Of course it’s strange. Most people do not entertain these thoughts as much as I do, but that is only an assumption I have about the people I’m around. Not on a larger scale.
What if I’m not so strange, just strange right here?
This is why I am having trouble adjusting to things. I don’t know what to adjust to. And because the internet removes the imaginary geographic barriers to what defines traditional normalcy, this is only getting increasingly confusing; for millennials across the board, as well.
Throughout my life thus far, I’ve made myself aware of some other ways people can live their lives. I’ve met people from many walks of life, in different countries, and in a wide range of settings, and I can’t seem to figure out where I fit into all of it.
Retreating back to the very beginning…
If everyone were to disappear, who would I be?

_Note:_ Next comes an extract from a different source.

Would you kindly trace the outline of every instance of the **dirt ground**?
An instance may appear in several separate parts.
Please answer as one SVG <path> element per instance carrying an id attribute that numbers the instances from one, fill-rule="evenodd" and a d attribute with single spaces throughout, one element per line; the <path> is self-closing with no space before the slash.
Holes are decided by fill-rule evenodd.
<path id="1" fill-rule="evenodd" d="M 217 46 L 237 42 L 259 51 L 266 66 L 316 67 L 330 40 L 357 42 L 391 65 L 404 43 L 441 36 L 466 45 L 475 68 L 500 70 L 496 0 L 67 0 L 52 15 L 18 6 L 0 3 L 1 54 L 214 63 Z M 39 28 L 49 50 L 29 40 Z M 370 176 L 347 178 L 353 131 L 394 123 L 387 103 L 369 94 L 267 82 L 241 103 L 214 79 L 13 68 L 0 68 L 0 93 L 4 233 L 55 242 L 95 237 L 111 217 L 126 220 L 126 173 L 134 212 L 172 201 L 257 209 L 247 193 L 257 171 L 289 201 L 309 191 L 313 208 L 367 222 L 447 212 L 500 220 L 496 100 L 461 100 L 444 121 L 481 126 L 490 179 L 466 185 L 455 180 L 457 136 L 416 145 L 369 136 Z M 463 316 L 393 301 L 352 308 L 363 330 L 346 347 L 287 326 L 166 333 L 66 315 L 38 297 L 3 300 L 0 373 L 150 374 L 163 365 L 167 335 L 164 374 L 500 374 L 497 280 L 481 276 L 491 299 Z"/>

That’s an extreme question. As mentioned, it’s probably a balance of things and that’s why that question seems so difficult.
Perhaps, I’m asking it wrong.
Let’s try separating the question into 2 opposite perspectives…
If everyone were gone, except those most important to me, who would I be?
I’m not sure. The same confused person maybe?? I guess I would at least find comfort in not going through everyone dying off by myself; I have my closest family and friends with me.
What if only those most important people to me died, leaving everyone else in the world, who would I be then?
The second question feels like everyone else might have well died also. If everyone important to me died right now, I wouldn’t have much reason to go on with life- at least that’s how I think I would feel.
My thinking just doesn’t make logical sense because there are other people, billions of others.
Ok, I think I’m gaining some clarity.
It’s the memories you have of the life you’ve lived so far- that’s what makes people and things important to you. And you’ve shared the most memories with “important people”.
That is also where you base and learn your judgments from. Even the memory of someone telling you something is a memory that you can use as a personal identifier.
It is new memories, accumulated, that make new important people and things in your life- and provides you with your own sense of identity.
I would like to add that epiphanies and personal reflection can allow you to interpret your memories in different ways, leading you to a redefined identity; simply by changing your perspective.
Regardless, without memories, you lose your identity. Without memories, sentimental value doesn’t exist. Nothing will be important. In the absence of memories, you have no definable identity.
This is probably why people feel the need to shed their identities when they feel they need to “start over” (usually after a bad break up or a death). They throw away a lot of stuff, they kick people out of their lives, get makeovers and change their profile pictures on Facebook, or just pick up and move somewhere else leaving everything behind.
After all, by throwing things away, or by the loss of someone, there is nothing left to hold their memories accountable. Their memories now become whatever they say they are.
But until they remove their own memories, they cannot actually “start over”. That is why this phrase is so popular, “you can’t run away from your problems, they follow you.”.
It is you who is following yourself. What the phrase refers to as “problems”, is nothing more than the words you’ve chosen to judge your own identity.
Who am I?
I am a collection of my own memories of the past and how I choose to interpret them for use in the future.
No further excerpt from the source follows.